Indian politics has become a disgraceful family politics of Nehru-Indra-Rajiv-Sonia-Rahul- may be Priyanka later. Is this democratic? This is why India is not progressing and still a mockery regime of the 21st Century!


[ Flag ]
HumanRights @ October 11, 2009 07:20PM HKT
India is the worst human rights abuser in South East Asia after Sri Lanka.

Criminally convicted politicians are in Indian parliament. India is a slumdog and is full of unspeakble crimes, hate, caste, mockery and political violence. Is this a democracy to the criminals?

I am confident that there would have be extensive election fraud in India.

Indians may take another 3000 years to be civilized. India is committing war crimes in Kashmir. India has committed war crimes in Sri Lanka. India has nothing to boast about human rights after they made history by voting against UN Human Rights investigation in Sri Lanka.

Tamils should have supported the Chinese and not the Indians.

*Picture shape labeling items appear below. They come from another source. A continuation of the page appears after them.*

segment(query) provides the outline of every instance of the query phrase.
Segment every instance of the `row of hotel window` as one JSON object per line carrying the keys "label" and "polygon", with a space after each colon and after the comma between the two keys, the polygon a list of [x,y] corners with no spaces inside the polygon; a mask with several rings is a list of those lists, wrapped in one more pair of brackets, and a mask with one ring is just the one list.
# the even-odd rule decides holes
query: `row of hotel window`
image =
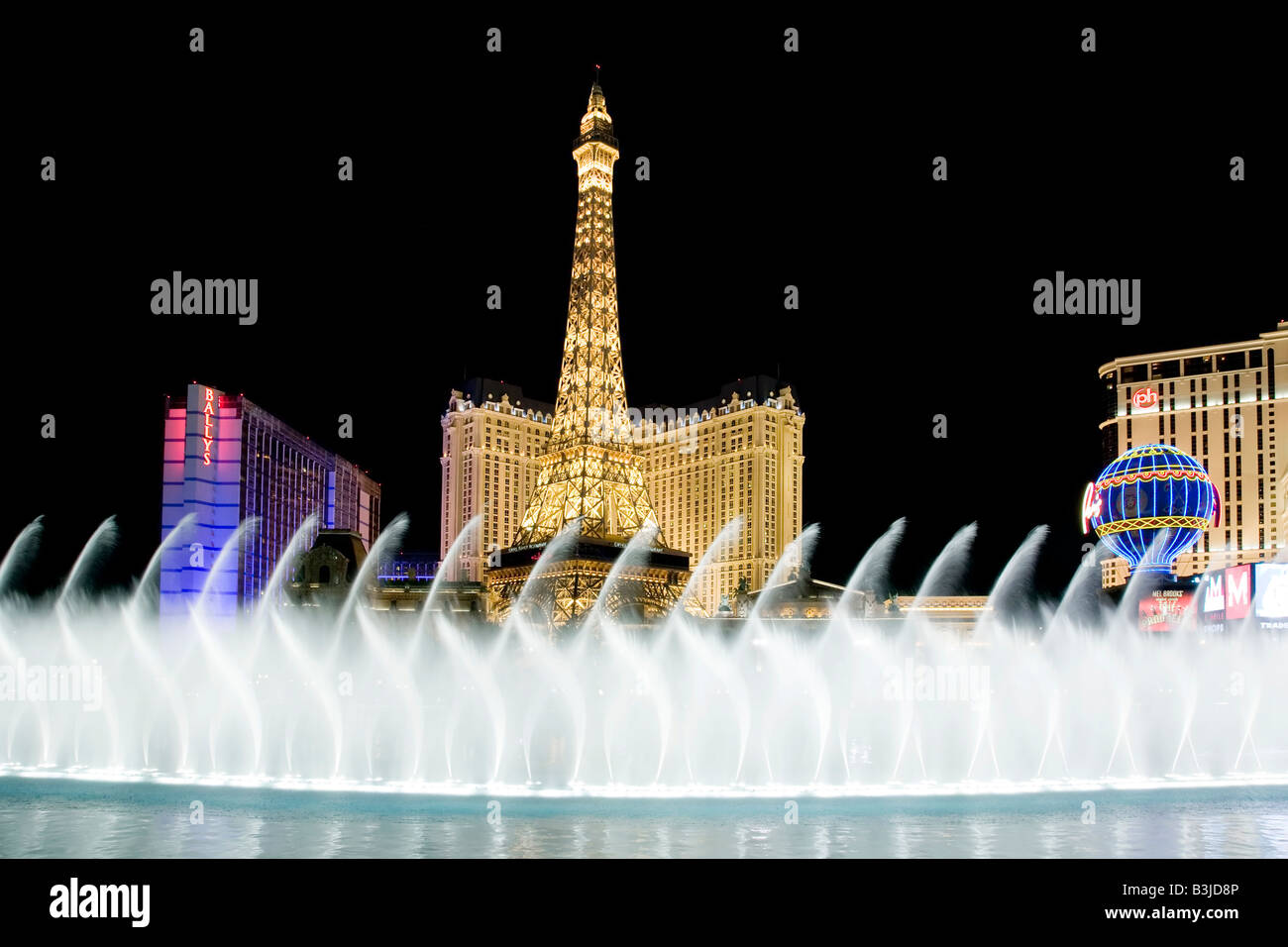
{"label": "row of hotel window", "polygon": [[[1262,421],[1264,415],[1262,415],[1262,411],[1261,411],[1262,407],[1264,407],[1262,405],[1257,405],[1257,421],[1256,421],[1256,424],[1257,424],[1257,450],[1261,450],[1261,434],[1262,434],[1262,424],[1264,424],[1264,421]],[[1270,416],[1274,417],[1274,414],[1275,414],[1275,410],[1271,407],[1270,408]],[[1198,417],[1199,417],[1198,414],[1190,415],[1190,432],[1198,430],[1198,423],[1199,423]],[[1207,412],[1203,412],[1202,417],[1203,417],[1203,430],[1206,432],[1208,429],[1207,428],[1207,419],[1208,419]],[[1238,426],[1239,424],[1243,424],[1243,411],[1235,408],[1234,417],[1235,417],[1235,421],[1236,421],[1235,426]],[[1132,420],[1133,419],[1131,419],[1131,417],[1127,419],[1127,439],[1128,441],[1131,441],[1131,437],[1132,437]],[[1144,420],[1144,419],[1136,419],[1136,420]],[[1225,434],[1225,450],[1229,451],[1230,450],[1230,434],[1229,434],[1229,432],[1230,432],[1230,408],[1222,408],[1221,410],[1221,424],[1222,424],[1222,428],[1226,432],[1226,434]],[[1175,434],[1176,433],[1176,415],[1158,415],[1158,433],[1159,433],[1159,435],[1163,435],[1163,434]],[[1239,434],[1236,433],[1235,437],[1239,437]],[[1270,435],[1270,443],[1274,443],[1274,442],[1275,442],[1275,435],[1271,434]],[[1128,447],[1130,446],[1131,445],[1128,445]],[[1208,452],[1208,450],[1207,450],[1207,437],[1203,438],[1203,452],[1204,454]],[[1194,451],[1190,451],[1190,454],[1194,454]]]}
{"label": "row of hotel window", "polygon": [[1248,352],[1227,352],[1224,356],[1197,356],[1194,358],[1172,358],[1164,362],[1123,365],[1118,368],[1118,381],[1126,385],[1150,379],[1157,381],[1159,379],[1181,378],[1182,375],[1212,375],[1218,371],[1261,368],[1264,363],[1275,363],[1274,349],[1266,350],[1265,362],[1262,362],[1261,349],[1251,349]]}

Tamils have failed to understand that Indians cannot be trusted.

[ Flag ]
DM @ October 11, 2009 04:27PM HKT
chinese need to qualify first to debate with India... become a democratic country and give real power to the common chinese .... democracy is inevitable in china... comon coolhead demonstrate for democracy in your country !!! hip hip hurray...and good luck!

[ Flag ]
Coolhead @ October 11, 2009 05:30AM HKT

slope: don't miss school tomorrow. For now, I can teach you a few things that your school won't teach. India illegally occupies south Tibet (aka Arunachal Pradesh in India), Kashmir and Sikkim. The evil caste/class system in India is a brutal human right violation. Also India is more corrupt than China, read these:

rediff.com /money/2008/sep/24graft.htm

India has slipped further in the global corruption perception index released annually by corruption watchdog Transparency International.
China, on its part, has led a group of nations which have marched ahead of India with an improved image, according to the latest survey by TI.

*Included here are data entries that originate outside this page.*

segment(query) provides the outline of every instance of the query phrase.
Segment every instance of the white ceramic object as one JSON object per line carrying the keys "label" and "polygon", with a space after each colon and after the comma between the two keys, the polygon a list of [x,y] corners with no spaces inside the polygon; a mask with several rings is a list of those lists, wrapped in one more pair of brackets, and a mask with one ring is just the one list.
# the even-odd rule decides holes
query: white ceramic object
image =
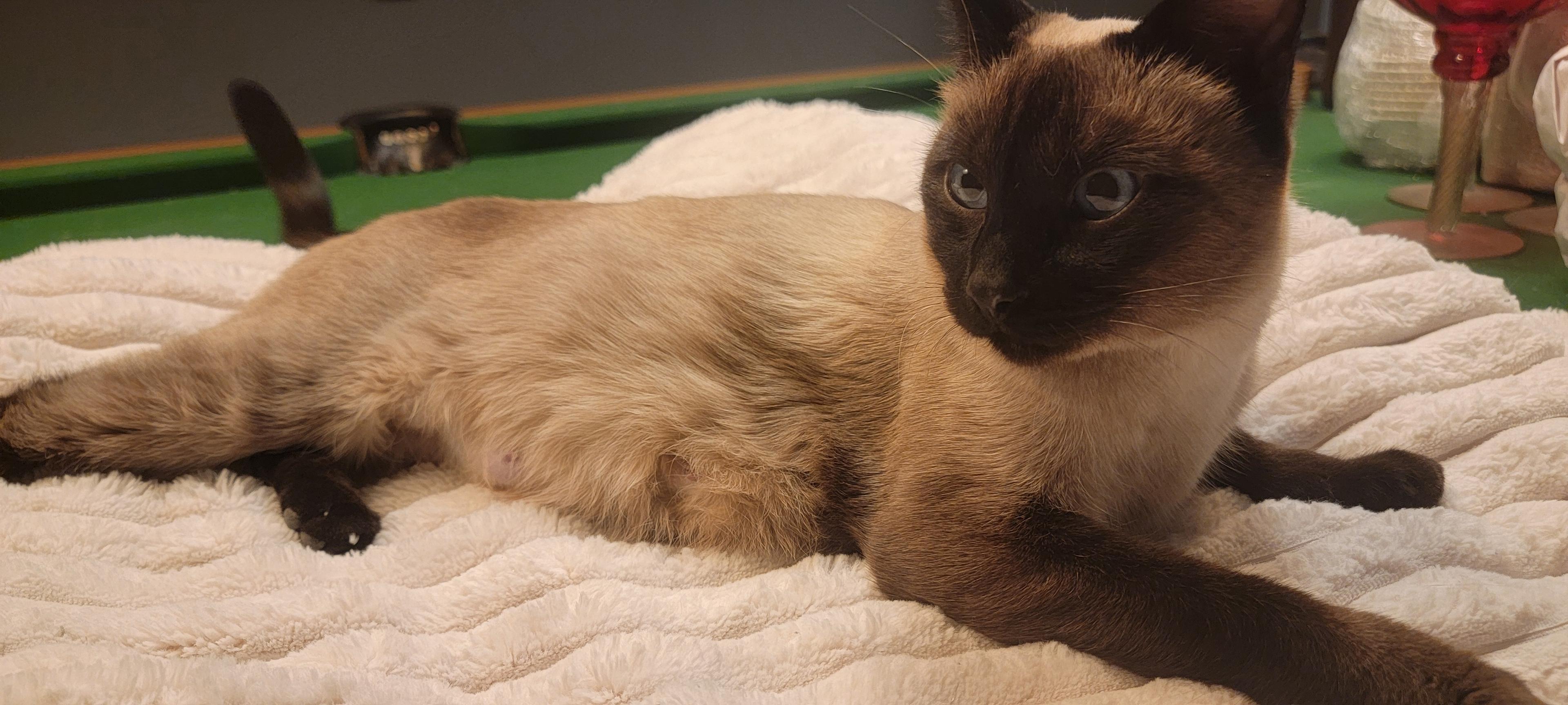
{"label": "white ceramic object", "polygon": [[1443,122],[1432,25],[1392,0],[1363,0],[1334,74],[1334,124],[1367,166],[1430,169]]}
{"label": "white ceramic object", "polygon": [[[1535,132],[1546,157],[1568,172],[1568,47],[1559,49],[1535,81]],[[1557,177],[1557,249],[1568,265],[1568,177]]]}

blogs.telegraph.co.uk /news/peterfoster/9507086/China_v_India_two_kinds_of_people_power_/

As a former correspondent in New Delhi, I also must confess to finding myself constantly amazed by the responsiveness of China’s rulers when compared to India’s who, in my experience, were spectacularly unconcerned about the well-being of ordinary people... The effect on India’s development can be seen in the comparative numbers on health, education, infrastructure development etc. The hard truth is that China has done more for its people than India these past 30 years.


[ Flag ]
slope @ October 10, 2009 05:57AM HKT
Jimmy dude! Indians do not hate the Chinese people but the commie government of China. Reagan often called soviet union an evil empire. China fits that description perfectly. illegal occupation of Tibet, Xinjiang, part of Mongolia, proliferation of nukes and missiles to rogue countries, territorial dispute with all neighboring countries. you know what happened to evil empire and what will happen again to "evil empire"? Democracy will win and death to the remnants of communism and dictatorship.